Maximum Likelihood and Bayes Estimation

7 minute read


$$\DeclareMathOperator{\E}{E}$$ $$\DeclareMathOperator{\KL}{KL}$$ $$\DeclareMathOperator{\Var}{Var}$$ $$\DeclareMathOperator{\Bias}{Bias}$$

As we know, maximum likelihood estimation (MLE) and Bayes estimation (BE) are two kinds of methods for parameter estimation in machine learning. However, they are on behalf of different view but closely interconnected with each other. In this article, I would like to talk about the differences and connections of them.

Maximum Likelihood Estimation

Consider a set of $N$ examples $\mathscr{X}=\{x^{(1)},\ldots, x^{(N)}\}$ drawn independently from the true but unknown data generating distribution $p_{data}(x)$. Let $p_{model}(x; \theta)$ be a parametric family of probability distributions over the same space indexed by $\theta$. In other words, $p_{model}(x;\theta)$ maps any $x$ to a real number estimating the true probability $p_{data}(x)$.

The maximum likelihood estimator for $\theta$ is then defined by

\[\theta_{ML} = \mathop{\arg\max}_\theta p_{model}(\mathscr{X};\theta) = \mathop{\arg\max}_\theta \prod_{i=1}^N p_{model}(x^{(i)};\theta)\]

For convenience, we usually maximize the logarithm of that

\[\theta_{ML} = \mathop{\arg\max}_\theta \sum_{i=1}^N \log p_{model}(x^{(i)};\theta)\]

Since rescaling the cost function does not change the result of $\mathop{\arg\max}$, so we can divide by $N$ to obtain a formula expressed as an expectation.

\[\theta_{ML} = \mathop{\arg\max}_\theta \E_{x\sim \hat{p}_{data}}\log p_{model}(x;\theta)\]

Maximizing something is equivalent to minimizing the negative of something, thus we have

\[\theta_{ML} = \mathop{\arg\min}_\theta -\E_{x\sim \hat{p}_{data}}\log p_{model}(x;\theta)\]

One way to interprete MLE is to view what we are minimizing the dissimilarity between the experical distribution defined by training set and the model distribution, with the degree of dissimilarity between the two distributions measured by the KL divergence. The KL divergence is given by

\[\KL(\hat{p}_{data}||p_{model})=\E_{x\sim \hat{p}_{data}}(\log \hat{p}_{data}(x) - \log p_{model}(x;\theta)).\]

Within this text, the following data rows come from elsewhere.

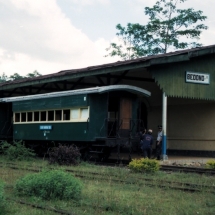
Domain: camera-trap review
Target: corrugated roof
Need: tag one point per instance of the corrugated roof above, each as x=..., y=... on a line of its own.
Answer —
x=129, y=88
x=152, y=60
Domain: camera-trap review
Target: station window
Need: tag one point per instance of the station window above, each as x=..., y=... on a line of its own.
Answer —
x=23, y=117
x=36, y=116
x=43, y=116
x=75, y=113
x=66, y=114
x=84, y=113
x=58, y=115
x=17, y=117
x=29, y=116
x=51, y=115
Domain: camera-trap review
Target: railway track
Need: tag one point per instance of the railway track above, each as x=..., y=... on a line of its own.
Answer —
x=171, y=168
x=140, y=181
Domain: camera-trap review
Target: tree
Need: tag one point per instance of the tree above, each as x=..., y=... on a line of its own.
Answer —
x=3, y=77
x=168, y=28
x=16, y=76
x=35, y=73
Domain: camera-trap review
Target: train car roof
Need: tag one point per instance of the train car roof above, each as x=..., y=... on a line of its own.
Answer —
x=132, y=89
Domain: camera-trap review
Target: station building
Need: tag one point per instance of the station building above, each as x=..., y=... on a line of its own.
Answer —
x=182, y=86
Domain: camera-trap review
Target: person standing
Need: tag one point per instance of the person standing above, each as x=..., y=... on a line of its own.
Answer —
x=146, y=144
x=159, y=142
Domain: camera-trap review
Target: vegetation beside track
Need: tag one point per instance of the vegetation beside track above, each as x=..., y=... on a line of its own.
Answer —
x=111, y=197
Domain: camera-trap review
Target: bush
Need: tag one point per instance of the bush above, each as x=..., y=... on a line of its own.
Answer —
x=68, y=155
x=144, y=165
x=2, y=198
x=210, y=164
x=52, y=184
x=16, y=151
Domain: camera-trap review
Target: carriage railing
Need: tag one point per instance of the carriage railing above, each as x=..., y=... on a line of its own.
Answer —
x=4, y=132
x=112, y=127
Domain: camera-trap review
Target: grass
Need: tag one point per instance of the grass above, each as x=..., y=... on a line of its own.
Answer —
x=110, y=198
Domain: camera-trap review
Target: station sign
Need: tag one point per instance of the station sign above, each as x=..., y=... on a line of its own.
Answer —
x=198, y=78
x=45, y=127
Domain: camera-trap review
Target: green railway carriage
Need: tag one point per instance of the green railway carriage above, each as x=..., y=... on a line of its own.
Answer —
x=107, y=116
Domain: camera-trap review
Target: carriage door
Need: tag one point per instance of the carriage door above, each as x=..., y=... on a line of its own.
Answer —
x=125, y=113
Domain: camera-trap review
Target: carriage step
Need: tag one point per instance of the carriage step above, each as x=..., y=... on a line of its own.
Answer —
x=99, y=146
x=96, y=152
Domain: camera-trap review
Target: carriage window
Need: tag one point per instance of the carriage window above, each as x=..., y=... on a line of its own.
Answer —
x=17, y=117
x=23, y=117
x=43, y=116
x=36, y=116
x=80, y=114
x=51, y=115
x=75, y=113
x=66, y=114
x=58, y=115
x=29, y=117
x=84, y=113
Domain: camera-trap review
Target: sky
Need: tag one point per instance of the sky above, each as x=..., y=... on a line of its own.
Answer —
x=54, y=35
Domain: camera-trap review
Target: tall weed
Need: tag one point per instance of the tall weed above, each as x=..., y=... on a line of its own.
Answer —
x=16, y=151
x=52, y=184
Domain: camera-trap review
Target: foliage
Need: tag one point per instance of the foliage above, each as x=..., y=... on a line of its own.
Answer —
x=17, y=76
x=168, y=28
x=210, y=164
x=64, y=155
x=52, y=184
x=144, y=165
x=33, y=74
x=3, y=77
x=16, y=150
x=2, y=198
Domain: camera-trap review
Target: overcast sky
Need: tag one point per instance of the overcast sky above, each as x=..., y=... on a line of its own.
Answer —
x=54, y=35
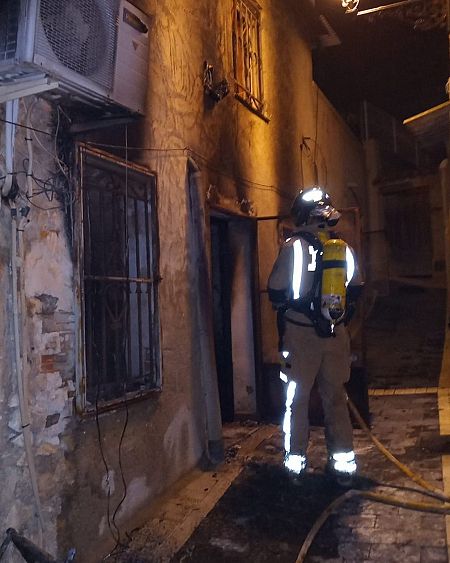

Since the expectation of $\log \hat{p}_{data}(x)$ is a constant, we can see the optimal $\theta$ of maximum likelihood principle attempts to minimize the KL divergence.

Bayes Estimation

As discussed above, the frequentist perspective is the true parameter $\theta$ is fixed but unknown, while the MLE $\theta_{ML}$ is a random variable on account of it being a function of the data. But the bayesian perspective on statistics is quite different. The data is intuitively observed rather than viewed randomly. They use prior probability distribution $p(\theta)$ to reflect some knowledge they know about the distribution to some degree. Now that we have observed a set of data samples $\mathscr{X}={x^{(1)},\ldots,x^{(N)}}$, we can recover possibility or our belief about a certain value $\theta$ by combining the prior with the conditional distribution $p(\mathscr{X}|\theta)$ via bayes formula

\[p(\theta|\mathscr{X}) = {p(\mathscr{X}|\theta)p(\theta)\over p(\mathscr{X})},\]

which is the posterior probability.

Unlike what we did in MLE, Bayes estimation was effected with respect to a full distribution over $\theta$. The quintessential idea of bayes estimation is minimizing conditional risk or expected loss function $R(\hat{\theta}|X)$, given by

\[R(\hat{\theta}|X) = \int_\Theta \lambda(\hat{\theta},\theta)p(\theta|X)d\theta,\]

where $\Theta$ is the parameter space of $\theta$. If we take the loss function to be quadratic function, i.e. $\lambda(\hat{\theta},\theta)=(\theta-\hat{\theta})^2$, then the bayes estimation of $\theta$ is

\[\theta_{BE} = \E(\theta|X) = \int_\Theta \theta p(\theta|X)d\theta.\]

The proof is easy.

It is worth mentioning that in bayes learning, we need not to estimate $\theta$. Instead, we could give the probability distribution function of a sample $x$ directly. For example, after obsering $N$ data samples, the predicted distribution of the next example $x^{(N+1)}$, is given by

\[p(x^{(N+1)}|\mathscr{X}) = \int p(x^{(N+1)}|\theta)p(\theta|\mathscr{X})d\theta.\]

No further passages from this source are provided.